A poco más de un año de haber iniciado la actual administración estatal, la percepción ciudadana sobre el gobierno morenista muestra señales de desgaste. De acuerdo con la más reciente medición de Consulta Mitofsky correspondiente a enero de 2026, el gobernador Joaquín “Huacho” Díaz Mena registra más opiniones negativas que positivas entre la población yucateca.
Según el estudio, solo el 47.8% de los encuestados aprueba su gestión, mientras que el 51.7% la desaprueba, una diferencia que marca un balance desfavorable para el mandatario. Un 0.5% declaró no tener opinión.
Caída sostenida y retroceso en el ranking nacional
El informe también ubica a Díaz Mena en el lugar 22 a nivel nacional, lo que representa un descenso respecto a meses anteriores y lo coloca en la zona media-baja del desempeño gubernamental entre las entidades del país.
La serie histórica presentada por la encuestadora muestra fluctuaciones durante 2025, pero con una tendencia reciente a la baja que culmina en el arranque de 2026 con el peor posicionamiento desde que asumió el cargo.
Analistas señalan que este tipo de evaluaciones suelen reflejar factores como percepción de seguridad, desempeño económico, servicios públicos y cumplimiento de promesas de campaña.
Descontento interno y percepción de cambio incumplido
En el ámbito político local, la desaprobación ocurre en medio de críticas de sectores sociales y de bases morenistas que cuestionan decisiones del gobierno estatal, incluyendo nombramientos de perfiles provenientes de partidos tradicionales y ajustes dentro de la administración pública.
Para simpatizantes del movimiento, el resultado podría interpretarse como un desgaste prematuro; para la oposición, como evidencia de que la promesa de transformación no se ha materializado.

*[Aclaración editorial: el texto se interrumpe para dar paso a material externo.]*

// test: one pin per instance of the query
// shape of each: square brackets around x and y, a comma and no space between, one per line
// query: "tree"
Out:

Morena enfrenta su primera prueba de popularidad en Yucatán
La encuesta adquiere especial relevancia al tratarse del primer gobierno estatal encabezado por Morena en la entidad. Expertos advierten que una desaprobación mayoritaria a tan corta distancia del inicio del sexenio podría impactar procesos electorales futuros, especialmente si no se revierte la tendencia.
Por ahora, los datos de Mitofsky reflejan un escenario claro: en Yucatán, la percepción ciudadana hacia el gobierno estatal se encuentra dividida, pero con predominio de la inconformidad.